Some Future Titles of Interest for SPF Members

No mention on Naval Institute Press's website yet, but this forthcoming book about ASW from 1946 through 1990 sounds interesting. Whenever I re-read Norman Friedman's authoritative U.S. Destroyers: An Illustrated Design History, I am struck that the USN's fears in the late 1940's, about a horde of Soviet high-speed submarines based on the advanced Type XXI U-boat rendering the existing fleet of destroyer escorts ineffective, have still not come to pass. As things have turned out, the fastest diesel-electric subs of the 2020's can do only a few knots more that the Type XXI's 17 knots, and that for only an hour or so. If one could catch a "slow steaming" 18-knot Maersk container ship at all, I suspect that an escorting John C. Butler-class DE armed with Hedgehog would be considered a dangerous adversary to this day.

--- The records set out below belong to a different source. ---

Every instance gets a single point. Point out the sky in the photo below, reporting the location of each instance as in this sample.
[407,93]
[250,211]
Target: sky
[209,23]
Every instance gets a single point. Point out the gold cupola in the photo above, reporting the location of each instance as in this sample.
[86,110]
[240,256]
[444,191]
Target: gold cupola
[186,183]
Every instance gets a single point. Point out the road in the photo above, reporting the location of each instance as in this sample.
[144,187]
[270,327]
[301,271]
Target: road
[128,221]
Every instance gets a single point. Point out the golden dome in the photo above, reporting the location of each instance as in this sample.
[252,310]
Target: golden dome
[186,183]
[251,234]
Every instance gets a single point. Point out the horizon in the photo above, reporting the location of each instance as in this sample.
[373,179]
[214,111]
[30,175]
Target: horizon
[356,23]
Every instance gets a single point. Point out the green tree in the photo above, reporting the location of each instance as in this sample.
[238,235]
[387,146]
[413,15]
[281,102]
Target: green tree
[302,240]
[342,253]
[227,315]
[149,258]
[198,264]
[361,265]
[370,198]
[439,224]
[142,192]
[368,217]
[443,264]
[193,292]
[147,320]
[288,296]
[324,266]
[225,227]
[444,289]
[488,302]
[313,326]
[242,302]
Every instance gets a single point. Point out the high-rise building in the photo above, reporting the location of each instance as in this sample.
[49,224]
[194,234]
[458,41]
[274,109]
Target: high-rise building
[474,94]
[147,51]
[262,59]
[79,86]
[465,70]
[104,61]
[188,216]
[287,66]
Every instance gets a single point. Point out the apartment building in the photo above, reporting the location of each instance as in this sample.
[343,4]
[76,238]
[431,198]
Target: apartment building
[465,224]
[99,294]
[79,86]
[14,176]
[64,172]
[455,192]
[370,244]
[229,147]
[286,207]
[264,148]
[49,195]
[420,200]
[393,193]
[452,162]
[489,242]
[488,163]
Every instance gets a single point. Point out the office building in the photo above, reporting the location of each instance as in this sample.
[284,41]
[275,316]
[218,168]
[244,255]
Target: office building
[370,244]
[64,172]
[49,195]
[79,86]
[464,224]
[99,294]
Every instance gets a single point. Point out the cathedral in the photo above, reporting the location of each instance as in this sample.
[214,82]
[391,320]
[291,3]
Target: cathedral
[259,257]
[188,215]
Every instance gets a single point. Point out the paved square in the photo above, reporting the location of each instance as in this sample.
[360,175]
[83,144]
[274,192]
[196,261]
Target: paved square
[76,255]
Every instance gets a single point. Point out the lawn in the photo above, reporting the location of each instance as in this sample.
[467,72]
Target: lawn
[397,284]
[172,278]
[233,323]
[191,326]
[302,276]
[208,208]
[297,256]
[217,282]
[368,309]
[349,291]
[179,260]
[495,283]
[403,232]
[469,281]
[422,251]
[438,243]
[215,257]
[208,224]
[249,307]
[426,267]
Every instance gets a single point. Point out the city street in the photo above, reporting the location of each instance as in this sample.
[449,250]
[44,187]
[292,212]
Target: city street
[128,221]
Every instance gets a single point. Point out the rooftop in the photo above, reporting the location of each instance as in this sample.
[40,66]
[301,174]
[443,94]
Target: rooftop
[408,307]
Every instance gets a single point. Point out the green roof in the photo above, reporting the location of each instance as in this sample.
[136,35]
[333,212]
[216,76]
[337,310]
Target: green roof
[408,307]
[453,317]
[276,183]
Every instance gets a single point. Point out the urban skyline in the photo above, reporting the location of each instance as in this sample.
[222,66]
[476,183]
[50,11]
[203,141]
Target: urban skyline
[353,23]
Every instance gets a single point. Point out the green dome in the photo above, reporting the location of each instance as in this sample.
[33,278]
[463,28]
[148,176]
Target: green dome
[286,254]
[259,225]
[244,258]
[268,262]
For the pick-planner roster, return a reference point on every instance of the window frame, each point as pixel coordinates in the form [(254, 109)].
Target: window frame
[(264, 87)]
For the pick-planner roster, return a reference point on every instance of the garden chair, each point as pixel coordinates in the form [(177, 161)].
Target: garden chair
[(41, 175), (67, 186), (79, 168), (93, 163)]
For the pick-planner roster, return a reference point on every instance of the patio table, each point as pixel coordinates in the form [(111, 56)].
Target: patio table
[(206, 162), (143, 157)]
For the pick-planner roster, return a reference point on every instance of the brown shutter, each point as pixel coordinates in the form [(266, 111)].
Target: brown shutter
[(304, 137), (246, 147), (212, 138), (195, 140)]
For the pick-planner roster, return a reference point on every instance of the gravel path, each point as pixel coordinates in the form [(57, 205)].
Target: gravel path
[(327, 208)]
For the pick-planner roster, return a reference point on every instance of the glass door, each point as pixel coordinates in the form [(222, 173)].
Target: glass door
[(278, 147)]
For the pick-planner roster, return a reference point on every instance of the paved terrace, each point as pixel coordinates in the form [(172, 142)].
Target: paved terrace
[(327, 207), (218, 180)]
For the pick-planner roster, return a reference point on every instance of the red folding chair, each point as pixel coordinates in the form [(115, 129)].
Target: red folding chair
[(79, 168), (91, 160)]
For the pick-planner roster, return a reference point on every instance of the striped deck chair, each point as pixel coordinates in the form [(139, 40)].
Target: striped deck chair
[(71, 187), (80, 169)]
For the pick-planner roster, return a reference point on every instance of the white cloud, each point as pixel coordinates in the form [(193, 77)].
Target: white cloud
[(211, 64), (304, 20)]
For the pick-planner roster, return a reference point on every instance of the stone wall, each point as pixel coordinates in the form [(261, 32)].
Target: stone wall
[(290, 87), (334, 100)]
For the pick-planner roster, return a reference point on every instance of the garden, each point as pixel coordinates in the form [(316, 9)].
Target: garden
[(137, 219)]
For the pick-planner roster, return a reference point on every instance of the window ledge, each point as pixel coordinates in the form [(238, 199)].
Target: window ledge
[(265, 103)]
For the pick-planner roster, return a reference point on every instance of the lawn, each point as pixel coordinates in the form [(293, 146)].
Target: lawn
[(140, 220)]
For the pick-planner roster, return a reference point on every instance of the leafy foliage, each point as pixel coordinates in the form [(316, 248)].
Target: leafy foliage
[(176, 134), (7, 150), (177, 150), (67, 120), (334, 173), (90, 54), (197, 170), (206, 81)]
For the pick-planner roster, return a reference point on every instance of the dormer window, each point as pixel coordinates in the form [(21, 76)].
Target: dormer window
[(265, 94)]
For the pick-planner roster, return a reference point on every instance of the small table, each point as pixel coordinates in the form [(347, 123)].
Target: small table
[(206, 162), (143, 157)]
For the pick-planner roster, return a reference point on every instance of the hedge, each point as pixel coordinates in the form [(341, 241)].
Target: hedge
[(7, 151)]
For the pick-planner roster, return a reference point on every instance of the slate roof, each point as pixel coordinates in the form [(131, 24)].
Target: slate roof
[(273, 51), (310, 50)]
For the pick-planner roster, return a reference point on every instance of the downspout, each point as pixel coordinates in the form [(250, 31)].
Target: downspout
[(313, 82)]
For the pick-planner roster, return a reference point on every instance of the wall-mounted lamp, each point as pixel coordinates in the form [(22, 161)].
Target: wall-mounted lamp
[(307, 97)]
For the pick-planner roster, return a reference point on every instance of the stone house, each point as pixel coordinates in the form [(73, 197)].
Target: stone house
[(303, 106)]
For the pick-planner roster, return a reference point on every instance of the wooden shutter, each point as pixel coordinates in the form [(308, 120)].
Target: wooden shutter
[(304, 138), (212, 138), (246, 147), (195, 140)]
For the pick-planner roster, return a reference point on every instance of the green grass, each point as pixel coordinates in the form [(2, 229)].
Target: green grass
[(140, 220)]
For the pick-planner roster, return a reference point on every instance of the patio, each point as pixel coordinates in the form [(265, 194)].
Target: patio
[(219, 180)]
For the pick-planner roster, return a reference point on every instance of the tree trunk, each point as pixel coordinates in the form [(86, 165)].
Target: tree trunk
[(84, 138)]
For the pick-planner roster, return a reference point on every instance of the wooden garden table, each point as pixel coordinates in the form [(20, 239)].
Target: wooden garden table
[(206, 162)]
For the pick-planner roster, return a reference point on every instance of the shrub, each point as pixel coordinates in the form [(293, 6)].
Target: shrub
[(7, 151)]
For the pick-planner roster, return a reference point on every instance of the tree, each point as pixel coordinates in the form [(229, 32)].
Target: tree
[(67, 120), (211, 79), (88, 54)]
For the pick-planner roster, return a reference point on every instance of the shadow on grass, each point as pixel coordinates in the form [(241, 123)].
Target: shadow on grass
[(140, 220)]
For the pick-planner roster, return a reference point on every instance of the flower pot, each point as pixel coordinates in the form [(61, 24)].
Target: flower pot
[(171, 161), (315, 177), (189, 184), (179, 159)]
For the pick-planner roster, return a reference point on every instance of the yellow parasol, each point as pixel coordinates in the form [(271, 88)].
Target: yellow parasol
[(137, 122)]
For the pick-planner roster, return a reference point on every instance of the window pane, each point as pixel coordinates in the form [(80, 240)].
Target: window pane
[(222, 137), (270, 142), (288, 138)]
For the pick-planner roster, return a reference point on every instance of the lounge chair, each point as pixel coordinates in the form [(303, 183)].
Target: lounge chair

Dr Friedman covers the period well in his fine book The Fifty Year War: Conflict and Strategy in the Cold War, which he kindly autographed for me, and he exhaustively covered ASW weapons and fire control (and the general principles of sonar, etc.) in the volumes of his big Naval Institute Guide to World Naval Weapon Systems, of which I own two.
The fast submarines would, I think, have been Type 26 knock-offs (would you really like to serve on an HTP sub? I wouldn't), and the only extent to which they came to pass was nuclear subs. The Whiskeys were largely interpreted as Type XXI clones, but they were a lot slower (and shorter-legged); I'd guess that Zulus and Foxtrots came closest. What was largely missed in the West was a Soviet switch away from Battle of the Atlantic II to a focus on nuclear weapons (and going after Western SSBNs). It can be argued that had NATO not been crushed early on in a land war, the Soviets might have turned some of their subs loose against reinforcement shipping. We can't know, and knowing their war plans would not help, because this is speculation about what would have happened had their war plans gone sour.